From: elohimes@gmail.com
To: mst@redhat.com, marcandre.lureau@redhat.com, jasowang@redhat.com,
yury-kotov@yandex-team.ru, maxime.coquelin@redhat.com
Cc: qemu-devel@nongnu.org, zhangyu31@baidu.com, chaiwen@baidu.com,
nixun@baidu.com, lilin24@baidu.com,
Xie Yongji <xieyongji@baidu.com>
Subject: [Qemu-devel] [PATCH v2 for-4.0 2/7] vhost-user: Support providing shared memory to backend
Date: Tue, 18 Dec 2018 17:59:57 +0800 [thread overview]
Message-ID: <20181218100002.11219-3-xieyongji@baidu.com> (raw)
In-Reply-To: <20181218100002.11219-1-xieyongji@baidu.com>
From: Xie Yongji <xieyongji@baidu.com>
This patch introduces two new messages VHOST_USER_GET_SHM_SIZE
and VHOST_USER_SET_SHM_FD to support providing shared
memory to backend.
Firstly, qemu uses VHOST_USER_GET_SHM_SIZE to get the
required size of shared memory from backend.
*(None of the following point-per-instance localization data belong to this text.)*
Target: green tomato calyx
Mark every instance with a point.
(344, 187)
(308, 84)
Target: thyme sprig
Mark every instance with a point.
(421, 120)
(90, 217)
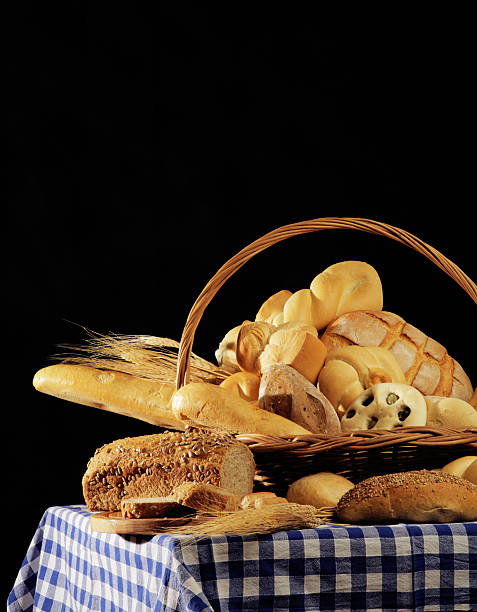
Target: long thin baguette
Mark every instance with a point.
(142, 399)
(209, 405)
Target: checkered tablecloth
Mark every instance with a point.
(398, 567)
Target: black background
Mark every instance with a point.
(149, 146)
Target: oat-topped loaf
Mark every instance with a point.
(154, 465)
(418, 496)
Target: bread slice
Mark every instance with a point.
(155, 465)
(152, 507)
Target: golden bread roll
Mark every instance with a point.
(321, 490)
(286, 392)
(225, 354)
(209, 405)
(343, 287)
(260, 344)
(425, 363)
(271, 311)
(350, 370)
(260, 499)
(418, 496)
(471, 473)
(384, 406)
(462, 467)
(155, 465)
(243, 384)
(146, 400)
(451, 412)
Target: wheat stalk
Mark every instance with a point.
(143, 356)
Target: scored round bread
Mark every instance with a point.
(418, 496)
(426, 363)
(155, 465)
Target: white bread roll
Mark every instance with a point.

Then, qemu
allocates memory and sends them back to backend through
VHOST_USER_SET_SHM_FD.
Note that the shared memory should be used to record
inflight I/O by backend. Qemu will clear it when vm reset.
Signed-off-by: Xie Yongji <xieyongji@baidu.com>
Signed-off-by: Chai Wen <chaiwen@baidu.com>
Signed-off-by: Zhang Yu <zhangyu31@baidu.com>
---
docs/interop/vhost-user.txt | 41 +++++++++++
hw/virtio/vhost-user.c | 86 ++++++++++++++++++++++
hw/virtio/vhost.c | 117 ++++++++++++++++++++++++++++++
include/hw/virtio/vhost-backend.h | 9 +++
include/hw/virtio/vhost.h | 19 +++++
5 files changed, 272 insertions(+)
diff --git a/docs/interop/vhost-user.txt b/docs/interop/vhost-user.txt
index c2194711d9..5ee9c28ab0 100644
--- a/docs/interop/vhost-user.txt
+++ b/docs/interop/vhost-user.txt
@@ -142,6 +142,19 @@ Depending on the request type, payload can be:
Offset: a 64-bit offset of this area from the start of the
supplied file descriptor
+ * Shm description
+ -----------------------------------
+ | mmap_size | mmap_offset | dev_size | vq_size | align | version |
+ -----------------------------------
+
+ Mmap_size: a 64-bit size of the shared memory
+ Mmap_offset: a 64-bit offset of the shared memory from the start
+ of the supplied file descriptor
+ Dev_size: a 32-bit size of device region in shared memory
+ Vq_size: a 32-bit size of each virtqueue region in shared memory
+ Align: a 32-bit align of each region in shared memory
+ Version: a 32-bit version of this shared memory
+
In QEMU the vhost-user message is implemented with the following struct:
typedef struct VhostUserMsg {
@@ -157,6 +170,7 @@ typedef struct VhostUserMsg {
struct vhost_iotlb_msg iotlb;
VhostUserConfig config;
VhostUserVringArea area;
+ VhostUserShm shm;
};
} QEMU_PACKED VhostUserMsg;
@@ -175,6 +189,7 @@ the ones that do:
* VHOST_USER_GET_PROTOCOL_FEATURES
* VHOST_USER_GET_VRING_BASE
* VHOST_USER_SET_LOG_BASE (if VHOST_USER_PROTOCOL_F_LOG_SHMFD)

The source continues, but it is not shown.